Photo source: Tim Guilliams’ archive
Could you please introduce yourself and tell us about your main activities and roles? (Both at Healx and CRDN)
My name is Tim Guilliams, I am the founder and CEO of Healx. I am a scientist by background, I got a MSc degree in bioengineering and chemical engineering and moved to Cambridge for my PhD in biophysics. After getting my PhD, I decided to quit academia and started a social venture named Healx three and a half years ago. Our focus is on repurposing existing drugs for rare and genetic diseases by using artificial intelligence and genomics.
I am also the founding director of Cambridge Rare Disease Network which is a charity aiming to bring together parties interested in rare diseases around Cambridge and to bridge gaps between patients, researchers, start ups, clinicians and bring them all around the table.
CDRN grew out of Healx and GeneAdviser: we were interested in rare diseases and realised we didn’t have anyone to go to in Cambridge because there was nothing for rare diseases. Together with Jelena Aleksic we started this charity, so it seems we did the opposite of DNAdigest and Repositive!
In terms of CDRN activities, there is a number of events including the annual summit. We are also currently launching a round table of companies interested in rare diseases with policy makers and patient advocates. There is also a pilot project on Rare diseases nurses. In addition, we have other activities with the aim to support families with children with rare diseases, including dancing, yoga etc, so it is more focused on supporting families and having fun than on treatments.
To summarise, I’m a scientist and entrepreneur and the thing I am really passionate about is to use machine learning and artificial intelligence to help rare disease patients who have no other treatments available.
What are you going to talk about at the BioData World congress in November?
The title of my talk is “Leveraging artificial intelligence to advance rare disease treatments” and I will talk about new approaches with machine learning that you can apply to rare disease drug discovery and how you can use data-driven principles to accelerate translation of therapies for rare disease.
As you know, about 95% of rare diseases don’t have approved therapies, we have developed algorithms that could identify which of the already approved drugs could potentially help them. We are also now looking at nutrients, or nutraceuticals because we want to help patients with tools that are available today so that they don’t have to wait for gene therapies that can be there in ten years but can start those treatments that are available now.
What role does data access and reuse play in the work of Healx? (Do you rely on any external data that is not produced within Healx?)

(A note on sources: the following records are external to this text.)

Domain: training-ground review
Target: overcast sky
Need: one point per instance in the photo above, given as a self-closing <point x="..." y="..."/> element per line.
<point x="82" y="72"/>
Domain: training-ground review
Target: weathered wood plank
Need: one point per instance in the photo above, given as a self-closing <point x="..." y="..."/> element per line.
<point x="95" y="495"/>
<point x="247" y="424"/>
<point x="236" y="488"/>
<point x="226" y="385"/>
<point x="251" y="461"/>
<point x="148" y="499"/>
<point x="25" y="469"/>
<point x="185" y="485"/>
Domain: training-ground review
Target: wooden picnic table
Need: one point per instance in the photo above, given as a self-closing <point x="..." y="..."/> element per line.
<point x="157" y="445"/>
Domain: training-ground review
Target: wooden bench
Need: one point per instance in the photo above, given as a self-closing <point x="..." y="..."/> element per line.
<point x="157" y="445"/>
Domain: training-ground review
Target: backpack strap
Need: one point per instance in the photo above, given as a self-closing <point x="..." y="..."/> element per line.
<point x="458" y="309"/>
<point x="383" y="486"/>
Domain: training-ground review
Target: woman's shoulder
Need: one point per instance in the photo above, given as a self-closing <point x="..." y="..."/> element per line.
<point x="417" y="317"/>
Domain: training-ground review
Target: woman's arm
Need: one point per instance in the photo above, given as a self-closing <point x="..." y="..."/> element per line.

Very good question! We rely almost entirely on external data – i.e. data that other people have produced; it can be both public data and private data. In some cases, we generate our own data but this is more an exception than a rule. We want to make the most of scientific knowledge that is already there, knowledge about drugs and therapies that is already available and reuse it in the most effective possible way.

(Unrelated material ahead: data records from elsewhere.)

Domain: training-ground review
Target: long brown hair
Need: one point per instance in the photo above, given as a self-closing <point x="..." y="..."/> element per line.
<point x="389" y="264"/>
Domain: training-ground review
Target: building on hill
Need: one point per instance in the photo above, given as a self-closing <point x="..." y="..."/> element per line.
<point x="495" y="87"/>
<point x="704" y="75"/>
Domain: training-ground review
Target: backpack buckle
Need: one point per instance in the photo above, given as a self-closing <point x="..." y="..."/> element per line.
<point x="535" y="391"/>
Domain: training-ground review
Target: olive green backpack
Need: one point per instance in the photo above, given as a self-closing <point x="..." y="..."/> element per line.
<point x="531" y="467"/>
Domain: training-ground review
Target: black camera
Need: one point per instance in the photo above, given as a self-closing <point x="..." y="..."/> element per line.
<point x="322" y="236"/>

The easiest information to get is about drugs, clinical trials, academic publications; we can reuse algorithms to mine those automatically. However, raw omic data (genomic, transcriptomic, proteomic etc) is much more difficult to access. There are many data gaps in rare diseases, but the world is not perfect so we have to work with whatever data we can find and/or access. I think what Repositive is doing would be fantastic to help people access data.
What are the biggest achievements of Healx so far? What are the biggest challenges?
Our biggest achievements so far: we are revenue generating, we have raised $2,5 million from star investors, we have successfully identified drugs for several rare diseases and validated our technology platform. The team has about 15 people and is growing further. Healx also won a number of awards including Cambridge Graduate Business of the Year 2016 and Life Science Business of the Year 2015, was selected in the global “Disrupt 100” list 2017 and covered in the Harvard Business Review.
Our biggest challenges are hiring computer scientists with biological understanding and accessing good quality data.
What would you advise to young scientists who are at the beginning of their career these days?
- Start learning to code and you will never be out of job!
- If you are still in academia – you might want to go and see the outside world…
- Find something you are passionate about it and focus on that.